PAT HEALY: This week Pat looks ahead to an exciting clash at The Curragh on Saturday and shares his thoughts on the new whip rules.


First things first, if you haven’t been to Killarney, put it on your bucket list. We’re in the middle of a good weather spell over here at the moment and when there is that kind of weather there’s nowhere better to be racing than Killarney, in County Kerry. The mountains wrap themselves around the racecourse and it’s just a spectacle that needs to be seen to be really appreciated. There’s a big tourist industry in Killarney anyway and with over 50 hotels it’s a great place to go racing. Everybody enjoys themselves, it’s an easy-going atmosphere, and the racegoers have been rewarded this week with the weather.
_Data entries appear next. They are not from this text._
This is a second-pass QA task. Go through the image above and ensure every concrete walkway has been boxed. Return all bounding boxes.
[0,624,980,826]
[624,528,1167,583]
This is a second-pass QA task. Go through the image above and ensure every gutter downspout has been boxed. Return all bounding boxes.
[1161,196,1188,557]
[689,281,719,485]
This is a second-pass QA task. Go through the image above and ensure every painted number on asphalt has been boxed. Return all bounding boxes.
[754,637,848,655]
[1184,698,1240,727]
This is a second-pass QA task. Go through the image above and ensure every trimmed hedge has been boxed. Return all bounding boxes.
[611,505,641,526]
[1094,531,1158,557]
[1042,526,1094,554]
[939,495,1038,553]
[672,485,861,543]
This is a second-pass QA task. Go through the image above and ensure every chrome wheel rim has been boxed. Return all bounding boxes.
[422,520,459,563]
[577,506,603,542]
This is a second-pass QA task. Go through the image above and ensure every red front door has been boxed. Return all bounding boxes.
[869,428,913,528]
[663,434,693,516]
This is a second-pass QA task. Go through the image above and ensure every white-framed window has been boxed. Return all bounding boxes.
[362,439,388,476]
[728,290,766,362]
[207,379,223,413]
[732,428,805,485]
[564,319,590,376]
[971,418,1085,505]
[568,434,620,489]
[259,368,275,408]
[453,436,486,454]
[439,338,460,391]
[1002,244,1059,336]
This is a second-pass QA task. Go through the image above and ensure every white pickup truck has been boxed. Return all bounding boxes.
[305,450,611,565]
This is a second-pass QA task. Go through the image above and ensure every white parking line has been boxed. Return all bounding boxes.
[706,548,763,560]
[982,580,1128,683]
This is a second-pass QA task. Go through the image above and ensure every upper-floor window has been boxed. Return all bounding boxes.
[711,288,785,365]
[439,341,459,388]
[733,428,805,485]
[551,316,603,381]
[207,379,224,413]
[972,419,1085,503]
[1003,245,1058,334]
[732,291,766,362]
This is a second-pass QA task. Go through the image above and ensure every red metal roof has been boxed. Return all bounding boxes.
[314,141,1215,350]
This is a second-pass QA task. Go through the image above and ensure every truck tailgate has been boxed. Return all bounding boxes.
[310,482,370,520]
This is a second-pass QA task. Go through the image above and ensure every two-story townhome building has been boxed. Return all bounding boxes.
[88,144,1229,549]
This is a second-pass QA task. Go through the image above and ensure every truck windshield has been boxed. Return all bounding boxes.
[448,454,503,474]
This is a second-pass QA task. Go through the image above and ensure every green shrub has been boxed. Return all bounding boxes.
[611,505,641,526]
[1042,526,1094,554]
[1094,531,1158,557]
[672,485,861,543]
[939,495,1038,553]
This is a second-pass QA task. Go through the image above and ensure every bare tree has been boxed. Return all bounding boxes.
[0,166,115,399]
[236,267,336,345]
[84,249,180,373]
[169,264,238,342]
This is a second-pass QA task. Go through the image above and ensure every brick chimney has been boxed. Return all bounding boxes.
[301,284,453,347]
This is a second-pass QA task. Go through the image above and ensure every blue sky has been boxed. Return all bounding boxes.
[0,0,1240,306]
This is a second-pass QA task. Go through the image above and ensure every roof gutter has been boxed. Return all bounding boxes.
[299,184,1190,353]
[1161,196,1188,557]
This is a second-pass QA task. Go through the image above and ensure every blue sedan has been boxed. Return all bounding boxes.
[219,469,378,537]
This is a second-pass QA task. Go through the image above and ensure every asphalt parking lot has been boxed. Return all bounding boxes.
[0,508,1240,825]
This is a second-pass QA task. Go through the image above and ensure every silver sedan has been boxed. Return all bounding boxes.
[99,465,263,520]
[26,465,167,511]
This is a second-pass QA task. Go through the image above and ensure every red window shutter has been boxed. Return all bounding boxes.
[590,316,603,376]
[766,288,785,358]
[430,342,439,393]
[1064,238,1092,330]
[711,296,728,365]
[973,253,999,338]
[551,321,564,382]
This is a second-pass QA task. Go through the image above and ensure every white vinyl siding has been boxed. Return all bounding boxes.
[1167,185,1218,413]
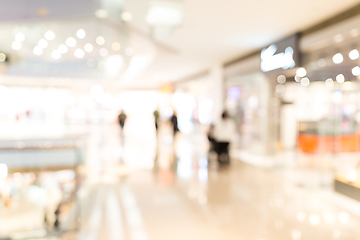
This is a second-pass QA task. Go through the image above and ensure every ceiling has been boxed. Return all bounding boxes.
[0,0,360,87]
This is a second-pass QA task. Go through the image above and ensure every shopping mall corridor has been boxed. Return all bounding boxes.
[57,124,360,240]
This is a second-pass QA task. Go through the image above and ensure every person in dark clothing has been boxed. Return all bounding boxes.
[170,113,179,136]
[118,111,126,130]
[213,111,236,166]
[154,110,159,132]
[54,204,61,229]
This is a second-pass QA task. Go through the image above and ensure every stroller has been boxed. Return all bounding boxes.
[207,125,217,163]
[207,125,230,166]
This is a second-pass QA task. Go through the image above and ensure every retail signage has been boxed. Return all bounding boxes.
[260,35,299,72]
[261,44,295,72]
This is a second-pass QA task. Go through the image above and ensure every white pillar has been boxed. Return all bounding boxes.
[209,64,225,122]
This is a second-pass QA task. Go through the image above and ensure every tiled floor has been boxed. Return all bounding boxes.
[67,124,360,240]
[0,125,360,240]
The circus continues on to the Curragh this weekend and the Irish Oaks on Saturday, where it looks like Jessie Harrington will provide the strongest opposition to Emily Upjohn with her Royal Ascot winner Magical Lagoon. Hopefully it will be a brilliant race and I’m looking forward to seeing if John and Thady Gosden’s filly can make amends for her agonising defeat at Epsom.

Whip rules      

Everybody has got their opinion on this and it’s going to take time to get used to it. It won’t come instinctively to jockeys and there will be people that fall short of the new rules for that reason. I think, like a lot of things in racing, the issue around the whip has been blown out of proportion, and as the old saying goes – if it ain’t broke don’t fix it. Having ridden one or two horses in my time, I couldn’t imagine being on a horse without a whip. The standard of jockeyship these days is as high as it’s ever been. I go racing 240 days a year, and I have never seen a jockey abuse a horse with the whip. Those days are well and truly gone and I think maybe racing is just creating negativity and drawing attention to itself when it doesn’t need to.

GAA Football All-Ireland Senior Championship

I mentioned Kerry and Dublin’s semi-final last week and what a fantastic match it was. Kerry came out on top and now make their way to the final on Sunday 24 June. The bookmakers had the handicap exactly right at a single point and that was Kerry’s winning margin. As a Kerry person watching it and being there it, was just a rollercoaster of emotion as these matches always are, but after 13 years we finally got Dublin off our back by beating them at Croke Park. We weren’t short on drama when Sean O’Shea kicked the last second free over the bar from 55-metres out in front of Hill 16 and a sea of Dublin supporters. The mental strength that must have taken can only be applauded.

The journey back to Listowel Sunday night was very short as we were in great spirits, but now it’s all eyes on Galway in the final which will by no means be a walkover. These sets of players will know each other very well from college and the Sigerson competition. Hopefully Kerry can claim their 38th All-Ireland title and we wish them luck!